What makes these analogies great?
- They’re memorable.
- But they’re not mere metaphor — not just a figure of speech. They serve up an extended analytic lens, a frame for comparison that catalyzes discussion and debate.
- They articulate an unease many have with a status quo, but one that hasn’t been articulated nearly so vividly.
- Finally, the analogies each invest the problem they’re highlighting with urgency — it must be solved, lest this situation end up like that one.
Everyone’s heard the cliche about the need to become a T-shaped expert, one who goes deep into one subject but who also draws from other disciplines to increase her analytic power and relevance. I’ve always thought that image was better rhetoric than guidance — which other disciplines will complement my specialty best? How does one decide how to invest one’s limited time?
But great analogies are specific, T-shaped interventions — expressions of your creative ability to see connections and patterns, and to help others see them as well.
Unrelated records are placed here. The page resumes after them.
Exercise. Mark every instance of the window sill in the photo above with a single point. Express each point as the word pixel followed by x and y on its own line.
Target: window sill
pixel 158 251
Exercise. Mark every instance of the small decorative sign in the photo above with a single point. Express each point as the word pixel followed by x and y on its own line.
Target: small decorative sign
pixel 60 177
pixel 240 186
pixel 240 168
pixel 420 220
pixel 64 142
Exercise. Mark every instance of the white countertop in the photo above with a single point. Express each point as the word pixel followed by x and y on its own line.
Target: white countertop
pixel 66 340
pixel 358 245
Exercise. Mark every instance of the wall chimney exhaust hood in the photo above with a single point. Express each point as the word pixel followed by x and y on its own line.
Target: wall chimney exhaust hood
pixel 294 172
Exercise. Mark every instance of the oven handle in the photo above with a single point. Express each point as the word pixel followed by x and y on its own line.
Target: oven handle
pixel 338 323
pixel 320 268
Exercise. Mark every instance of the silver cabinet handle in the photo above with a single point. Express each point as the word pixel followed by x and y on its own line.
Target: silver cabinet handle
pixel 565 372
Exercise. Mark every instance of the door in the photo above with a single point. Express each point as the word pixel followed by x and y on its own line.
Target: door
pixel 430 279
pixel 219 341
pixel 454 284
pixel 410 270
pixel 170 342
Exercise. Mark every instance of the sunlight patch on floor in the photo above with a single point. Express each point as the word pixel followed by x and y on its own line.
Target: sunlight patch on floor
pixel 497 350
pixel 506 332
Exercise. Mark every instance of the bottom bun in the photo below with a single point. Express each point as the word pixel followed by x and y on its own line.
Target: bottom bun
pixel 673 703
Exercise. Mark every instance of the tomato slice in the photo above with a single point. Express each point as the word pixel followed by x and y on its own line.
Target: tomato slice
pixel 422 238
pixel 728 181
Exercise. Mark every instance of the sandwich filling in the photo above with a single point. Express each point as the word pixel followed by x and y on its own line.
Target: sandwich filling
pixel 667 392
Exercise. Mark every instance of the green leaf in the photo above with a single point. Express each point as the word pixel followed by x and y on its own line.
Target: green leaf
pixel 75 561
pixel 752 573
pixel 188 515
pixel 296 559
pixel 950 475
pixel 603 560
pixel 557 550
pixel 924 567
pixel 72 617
They change conversations. They can easily become memes, as Duflo’s did, as Zimring’s promises. And they’re one of the best ways to build your authority and that of your research-driven organization.
You need to write a lot for non-specialist audiences to develop convincing analogies. They’re extended arguments, not cheap shots. They need to hold water all the way through. But because you’re a researcher or run a research-driven organization, and you know the value of rigor, I’d bet on you.